**Quantum Quenches**

Imagine a quantum system prepared at t=0 in a pure state which is the ground state of some Hamiltonian (or, more generally, in a thermal state at a temperature less than the gap to the first excited state). For times t>0, the system evolves according to the dynamics given by a different Hamiltonian after varying a parameter such as **the interactions.**

This variation is called a** quench**, when it is carried over a short time scale compared to the energy of the first excited state.

An important question is: how do the local observables and the correlation then evolve?

A vast topic that fluids of light can help investigate is **analogue gravity**, i.e. *how to mimic gravitational effects in a non-linear optics experiment.* The underlying idea behind hydrodynamical model for gravity has been introduced by W. Unruh. In 1981, he showed that sound waves in an accelerated flowing medium mimic the space-time geometry of** a black hole with a well defined event horizon**.

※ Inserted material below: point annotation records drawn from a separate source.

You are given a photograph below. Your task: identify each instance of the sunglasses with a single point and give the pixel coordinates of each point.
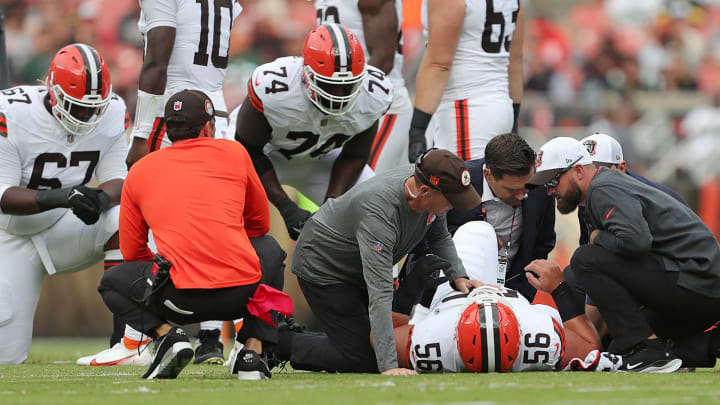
(552, 183)
(418, 170)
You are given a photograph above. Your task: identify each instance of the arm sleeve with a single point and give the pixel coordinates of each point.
(441, 244)
(133, 228)
(257, 210)
(376, 241)
(159, 13)
(112, 165)
(623, 228)
(10, 166)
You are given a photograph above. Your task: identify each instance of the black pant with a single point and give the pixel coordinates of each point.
(342, 310)
(636, 294)
(123, 285)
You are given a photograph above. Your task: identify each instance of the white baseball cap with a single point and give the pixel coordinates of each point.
(603, 148)
(557, 155)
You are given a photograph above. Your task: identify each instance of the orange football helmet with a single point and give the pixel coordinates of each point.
(334, 67)
(79, 88)
(488, 333)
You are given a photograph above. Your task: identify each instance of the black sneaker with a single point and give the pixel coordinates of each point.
(651, 356)
(288, 323)
(249, 365)
(208, 348)
(172, 353)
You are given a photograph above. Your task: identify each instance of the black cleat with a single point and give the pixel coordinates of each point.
(651, 356)
(172, 353)
(208, 348)
(249, 365)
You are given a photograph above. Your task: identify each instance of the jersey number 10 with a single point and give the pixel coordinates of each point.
(201, 56)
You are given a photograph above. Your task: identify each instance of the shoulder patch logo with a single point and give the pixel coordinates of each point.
(465, 178)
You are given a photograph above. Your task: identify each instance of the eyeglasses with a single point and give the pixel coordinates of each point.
(418, 170)
(552, 183)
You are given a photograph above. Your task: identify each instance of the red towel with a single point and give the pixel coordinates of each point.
(268, 299)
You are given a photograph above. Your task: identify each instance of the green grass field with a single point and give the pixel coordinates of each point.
(51, 376)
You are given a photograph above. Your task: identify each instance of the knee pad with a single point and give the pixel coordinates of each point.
(7, 303)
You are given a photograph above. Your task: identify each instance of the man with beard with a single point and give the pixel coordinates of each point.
(646, 249)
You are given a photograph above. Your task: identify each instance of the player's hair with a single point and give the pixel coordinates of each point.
(509, 154)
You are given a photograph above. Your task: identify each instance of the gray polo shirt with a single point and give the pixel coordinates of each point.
(635, 218)
(357, 238)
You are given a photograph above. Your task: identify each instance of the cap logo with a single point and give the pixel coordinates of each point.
(591, 146)
(465, 178)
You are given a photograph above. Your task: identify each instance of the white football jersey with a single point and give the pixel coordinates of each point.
(301, 130)
(347, 13)
(37, 153)
(480, 64)
(199, 57)
(433, 344)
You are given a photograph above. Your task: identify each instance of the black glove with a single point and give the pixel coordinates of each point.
(416, 140)
(88, 203)
(428, 270)
(294, 216)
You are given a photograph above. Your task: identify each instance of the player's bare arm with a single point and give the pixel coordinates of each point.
(445, 22)
(253, 131)
(153, 77)
(350, 163)
(379, 19)
(515, 72)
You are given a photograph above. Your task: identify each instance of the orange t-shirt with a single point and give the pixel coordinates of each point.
(203, 201)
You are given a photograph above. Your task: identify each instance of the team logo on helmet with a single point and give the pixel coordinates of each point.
(591, 146)
(465, 178)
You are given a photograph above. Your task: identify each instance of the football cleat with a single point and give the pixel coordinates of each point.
(208, 348)
(334, 68)
(172, 353)
(119, 355)
(651, 356)
(249, 365)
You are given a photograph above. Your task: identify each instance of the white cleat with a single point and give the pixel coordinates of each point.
(119, 355)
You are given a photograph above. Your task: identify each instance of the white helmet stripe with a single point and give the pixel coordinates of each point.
(91, 68)
(490, 338)
(343, 57)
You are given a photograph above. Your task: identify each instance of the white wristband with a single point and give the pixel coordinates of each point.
(149, 106)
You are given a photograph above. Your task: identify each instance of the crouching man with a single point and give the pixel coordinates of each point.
(203, 201)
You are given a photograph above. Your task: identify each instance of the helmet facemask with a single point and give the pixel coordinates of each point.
(78, 116)
(333, 95)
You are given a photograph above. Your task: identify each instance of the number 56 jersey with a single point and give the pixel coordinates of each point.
(433, 344)
(299, 129)
(37, 153)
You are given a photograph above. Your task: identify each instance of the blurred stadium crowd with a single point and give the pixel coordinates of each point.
(646, 72)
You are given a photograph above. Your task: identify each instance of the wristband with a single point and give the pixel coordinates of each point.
(420, 119)
(568, 304)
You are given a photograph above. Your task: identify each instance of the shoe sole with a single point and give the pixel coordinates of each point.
(214, 360)
(663, 366)
(251, 375)
(173, 362)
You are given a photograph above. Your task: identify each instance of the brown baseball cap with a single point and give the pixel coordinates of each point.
(446, 172)
(188, 108)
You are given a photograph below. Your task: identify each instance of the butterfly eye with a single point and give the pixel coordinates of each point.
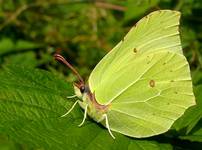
(82, 89)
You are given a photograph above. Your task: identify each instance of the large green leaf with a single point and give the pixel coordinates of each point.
(196, 135)
(193, 115)
(31, 103)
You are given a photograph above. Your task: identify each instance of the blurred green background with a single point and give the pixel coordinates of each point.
(83, 31)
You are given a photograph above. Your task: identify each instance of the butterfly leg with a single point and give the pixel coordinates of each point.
(73, 96)
(70, 109)
(107, 125)
(85, 115)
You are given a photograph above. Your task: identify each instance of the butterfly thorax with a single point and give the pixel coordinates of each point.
(94, 109)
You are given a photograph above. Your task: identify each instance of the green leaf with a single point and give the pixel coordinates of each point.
(7, 45)
(193, 115)
(23, 59)
(137, 8)
(31, 103)
(196, 135)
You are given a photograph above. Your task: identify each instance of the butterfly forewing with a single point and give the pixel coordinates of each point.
(155, 32)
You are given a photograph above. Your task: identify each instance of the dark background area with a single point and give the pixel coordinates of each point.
(83, 31)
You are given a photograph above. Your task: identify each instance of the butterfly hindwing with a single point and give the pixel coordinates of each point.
(154, 96)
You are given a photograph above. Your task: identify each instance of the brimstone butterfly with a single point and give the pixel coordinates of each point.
(143, 84)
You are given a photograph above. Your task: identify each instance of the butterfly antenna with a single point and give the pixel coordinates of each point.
(58, 57)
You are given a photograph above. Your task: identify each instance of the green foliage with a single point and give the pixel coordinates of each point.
(32, 102)
(32, 99)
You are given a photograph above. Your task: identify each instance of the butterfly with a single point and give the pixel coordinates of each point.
(143, 84)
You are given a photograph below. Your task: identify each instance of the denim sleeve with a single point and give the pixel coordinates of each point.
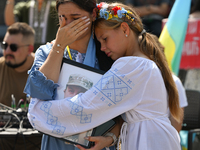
(37, 85)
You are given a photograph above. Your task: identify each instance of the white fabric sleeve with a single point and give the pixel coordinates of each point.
(119, 90)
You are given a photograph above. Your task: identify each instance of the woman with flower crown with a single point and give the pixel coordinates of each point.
(139, 87)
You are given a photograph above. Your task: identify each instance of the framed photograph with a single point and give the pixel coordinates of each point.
(77, 78)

In our lab we study **the spontaneous creation of analogue cosmological particles** due to the rapid expansion of the Universe after the Big-Bang in a quenched superfluid of light.

**Shockwaves formation **

The emerging area of atomtronics proposes to characterize the quantum gases systems by letting atomic currents flow onto them. In this context, we study the dynamics following the imprinting of a current on a **1D fluid of light ring** interrupted by a small barrier. Moreover, we study the effect of a local over-density in an homogenous fluid of light and report the formation of **dispersive shockwaves.**

**Turbulence**

Two-stream instability is a widely studied phenomenon, especially in the domain of plasma physics.

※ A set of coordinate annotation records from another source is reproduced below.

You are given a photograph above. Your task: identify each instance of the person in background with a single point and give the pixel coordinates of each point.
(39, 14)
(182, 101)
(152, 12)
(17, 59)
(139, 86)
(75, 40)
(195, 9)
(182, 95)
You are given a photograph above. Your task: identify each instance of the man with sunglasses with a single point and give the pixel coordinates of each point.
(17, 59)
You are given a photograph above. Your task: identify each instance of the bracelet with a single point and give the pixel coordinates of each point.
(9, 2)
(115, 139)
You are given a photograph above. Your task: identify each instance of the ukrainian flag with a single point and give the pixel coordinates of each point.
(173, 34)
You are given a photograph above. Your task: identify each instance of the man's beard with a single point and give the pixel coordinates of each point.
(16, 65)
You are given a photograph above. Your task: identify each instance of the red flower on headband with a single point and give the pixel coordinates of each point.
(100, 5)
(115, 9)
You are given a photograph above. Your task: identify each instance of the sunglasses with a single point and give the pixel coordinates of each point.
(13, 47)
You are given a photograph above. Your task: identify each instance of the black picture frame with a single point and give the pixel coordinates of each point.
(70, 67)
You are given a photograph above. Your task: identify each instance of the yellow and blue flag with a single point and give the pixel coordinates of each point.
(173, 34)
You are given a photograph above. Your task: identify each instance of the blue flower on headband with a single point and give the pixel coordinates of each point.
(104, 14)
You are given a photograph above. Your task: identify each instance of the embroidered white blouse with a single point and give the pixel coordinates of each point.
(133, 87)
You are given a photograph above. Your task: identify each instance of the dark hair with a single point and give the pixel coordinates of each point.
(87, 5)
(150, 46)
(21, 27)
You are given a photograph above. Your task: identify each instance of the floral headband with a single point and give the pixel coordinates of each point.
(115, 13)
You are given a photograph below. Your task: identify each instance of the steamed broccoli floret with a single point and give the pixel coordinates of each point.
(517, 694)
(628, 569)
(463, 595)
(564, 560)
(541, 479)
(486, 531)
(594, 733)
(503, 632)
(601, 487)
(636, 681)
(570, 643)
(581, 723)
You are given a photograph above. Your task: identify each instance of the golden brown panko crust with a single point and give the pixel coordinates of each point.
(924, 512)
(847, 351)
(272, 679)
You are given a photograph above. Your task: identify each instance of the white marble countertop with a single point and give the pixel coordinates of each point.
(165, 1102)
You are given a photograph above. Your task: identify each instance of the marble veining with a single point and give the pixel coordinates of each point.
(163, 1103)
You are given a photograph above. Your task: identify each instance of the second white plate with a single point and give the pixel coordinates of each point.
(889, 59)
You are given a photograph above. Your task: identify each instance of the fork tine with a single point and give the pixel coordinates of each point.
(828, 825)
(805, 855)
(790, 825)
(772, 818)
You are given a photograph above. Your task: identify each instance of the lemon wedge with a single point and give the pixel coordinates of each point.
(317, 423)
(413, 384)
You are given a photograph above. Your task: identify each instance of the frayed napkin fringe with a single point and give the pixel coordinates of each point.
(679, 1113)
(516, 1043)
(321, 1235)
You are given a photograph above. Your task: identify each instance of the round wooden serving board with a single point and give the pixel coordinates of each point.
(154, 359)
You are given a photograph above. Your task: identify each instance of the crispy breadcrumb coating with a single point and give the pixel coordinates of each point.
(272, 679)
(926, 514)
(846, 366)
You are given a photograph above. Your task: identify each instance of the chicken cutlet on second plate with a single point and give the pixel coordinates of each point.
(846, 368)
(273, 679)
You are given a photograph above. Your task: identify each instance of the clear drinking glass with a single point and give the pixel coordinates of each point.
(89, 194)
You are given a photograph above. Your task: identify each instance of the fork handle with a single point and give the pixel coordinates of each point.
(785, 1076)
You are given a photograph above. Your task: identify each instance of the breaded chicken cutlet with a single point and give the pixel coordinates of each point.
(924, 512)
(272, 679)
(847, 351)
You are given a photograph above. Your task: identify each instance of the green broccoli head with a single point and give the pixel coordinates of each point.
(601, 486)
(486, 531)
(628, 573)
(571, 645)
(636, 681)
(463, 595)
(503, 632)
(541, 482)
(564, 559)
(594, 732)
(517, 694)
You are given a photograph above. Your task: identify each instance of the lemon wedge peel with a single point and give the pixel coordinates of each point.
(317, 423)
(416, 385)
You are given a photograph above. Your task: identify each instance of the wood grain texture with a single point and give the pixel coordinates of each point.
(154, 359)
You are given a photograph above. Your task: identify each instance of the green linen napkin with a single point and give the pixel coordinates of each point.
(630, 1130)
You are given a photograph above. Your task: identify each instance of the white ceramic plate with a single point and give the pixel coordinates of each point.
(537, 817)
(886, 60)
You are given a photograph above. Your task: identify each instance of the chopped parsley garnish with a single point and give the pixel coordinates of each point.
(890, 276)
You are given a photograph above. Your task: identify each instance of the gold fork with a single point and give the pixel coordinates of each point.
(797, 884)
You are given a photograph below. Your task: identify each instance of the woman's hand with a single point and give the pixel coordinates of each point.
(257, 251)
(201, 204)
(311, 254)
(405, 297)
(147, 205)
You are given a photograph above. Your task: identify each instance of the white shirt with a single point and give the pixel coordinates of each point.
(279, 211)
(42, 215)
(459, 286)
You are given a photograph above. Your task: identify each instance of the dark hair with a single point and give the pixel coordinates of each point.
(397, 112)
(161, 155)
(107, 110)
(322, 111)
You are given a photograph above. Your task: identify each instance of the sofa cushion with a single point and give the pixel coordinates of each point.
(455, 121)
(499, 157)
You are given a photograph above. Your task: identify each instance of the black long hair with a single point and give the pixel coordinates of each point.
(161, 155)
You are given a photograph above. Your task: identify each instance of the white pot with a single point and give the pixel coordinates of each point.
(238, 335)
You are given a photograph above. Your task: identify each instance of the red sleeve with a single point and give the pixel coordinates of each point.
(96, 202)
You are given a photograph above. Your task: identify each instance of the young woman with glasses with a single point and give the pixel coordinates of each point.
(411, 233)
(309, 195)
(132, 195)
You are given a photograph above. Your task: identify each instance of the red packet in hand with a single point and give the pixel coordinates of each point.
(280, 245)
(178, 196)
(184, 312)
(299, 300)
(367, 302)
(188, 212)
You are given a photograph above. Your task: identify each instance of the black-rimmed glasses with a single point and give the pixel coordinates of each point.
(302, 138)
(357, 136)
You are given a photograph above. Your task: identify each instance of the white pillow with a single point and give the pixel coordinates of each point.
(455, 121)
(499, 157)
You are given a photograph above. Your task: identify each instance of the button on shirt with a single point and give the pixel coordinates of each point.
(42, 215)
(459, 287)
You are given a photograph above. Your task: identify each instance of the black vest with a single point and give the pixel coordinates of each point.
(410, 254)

This is also an exciting problem to explore with a fluid of light when two counter-flowing fluids interact via the optical nonlinearity.

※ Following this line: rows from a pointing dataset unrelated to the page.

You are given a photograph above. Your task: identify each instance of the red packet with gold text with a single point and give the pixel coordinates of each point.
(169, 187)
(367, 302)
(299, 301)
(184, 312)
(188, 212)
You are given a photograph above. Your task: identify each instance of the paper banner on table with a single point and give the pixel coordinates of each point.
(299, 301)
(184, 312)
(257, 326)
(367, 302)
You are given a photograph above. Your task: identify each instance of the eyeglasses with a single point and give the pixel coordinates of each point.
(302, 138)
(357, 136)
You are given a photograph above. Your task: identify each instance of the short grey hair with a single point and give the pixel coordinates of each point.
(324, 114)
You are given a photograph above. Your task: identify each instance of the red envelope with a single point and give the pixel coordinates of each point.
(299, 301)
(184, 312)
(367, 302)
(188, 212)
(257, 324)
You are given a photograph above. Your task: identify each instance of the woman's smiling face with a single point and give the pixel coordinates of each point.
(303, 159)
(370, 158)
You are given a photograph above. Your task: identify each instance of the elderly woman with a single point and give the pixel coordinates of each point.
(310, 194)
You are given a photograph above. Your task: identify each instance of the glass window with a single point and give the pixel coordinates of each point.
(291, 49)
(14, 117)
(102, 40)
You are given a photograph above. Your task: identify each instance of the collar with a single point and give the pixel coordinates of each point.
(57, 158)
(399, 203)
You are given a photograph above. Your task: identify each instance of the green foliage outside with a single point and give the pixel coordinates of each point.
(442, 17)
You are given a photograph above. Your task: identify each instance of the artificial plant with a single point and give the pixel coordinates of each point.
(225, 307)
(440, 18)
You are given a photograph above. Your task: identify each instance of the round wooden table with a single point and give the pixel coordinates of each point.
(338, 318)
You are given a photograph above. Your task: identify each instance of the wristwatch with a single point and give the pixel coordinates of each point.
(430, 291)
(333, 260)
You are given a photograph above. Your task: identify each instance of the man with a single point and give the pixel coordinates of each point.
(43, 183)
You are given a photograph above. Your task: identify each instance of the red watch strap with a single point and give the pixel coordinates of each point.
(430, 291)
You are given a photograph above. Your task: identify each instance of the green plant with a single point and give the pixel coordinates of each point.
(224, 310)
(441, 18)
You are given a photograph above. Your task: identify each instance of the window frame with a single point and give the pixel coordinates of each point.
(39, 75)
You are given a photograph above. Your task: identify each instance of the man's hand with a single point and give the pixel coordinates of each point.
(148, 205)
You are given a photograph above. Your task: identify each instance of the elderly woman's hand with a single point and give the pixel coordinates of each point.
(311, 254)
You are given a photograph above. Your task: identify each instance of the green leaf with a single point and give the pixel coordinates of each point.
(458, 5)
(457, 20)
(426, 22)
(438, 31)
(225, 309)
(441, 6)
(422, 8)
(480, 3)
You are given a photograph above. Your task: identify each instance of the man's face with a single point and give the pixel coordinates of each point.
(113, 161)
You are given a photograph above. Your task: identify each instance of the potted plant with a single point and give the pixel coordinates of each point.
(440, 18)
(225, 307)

Under specific conditions, an **instability can be triggered in 2D photon fluid mixture**, rooted in the resonant energy transfer from the drift velocity to the elementary Bogoliubov excitations of the photon gas.

This unstable regime can be explored experimentally in our platform.

In the direct line of turbulence measurement, we propose to study two-stream instability by changing the ratio between the flow velocity and the speed of sound of the collective Bogoliubov excitations.This has been predicted that certain class of instabilities may also provide a route towards the generation of topological structures such as vortices and solitons in quantum gases. This play an important role in the investigation of out-of-equilibrium phenomena in the superfluid regime and, in particular, in **the excitation of quantum turbulence**.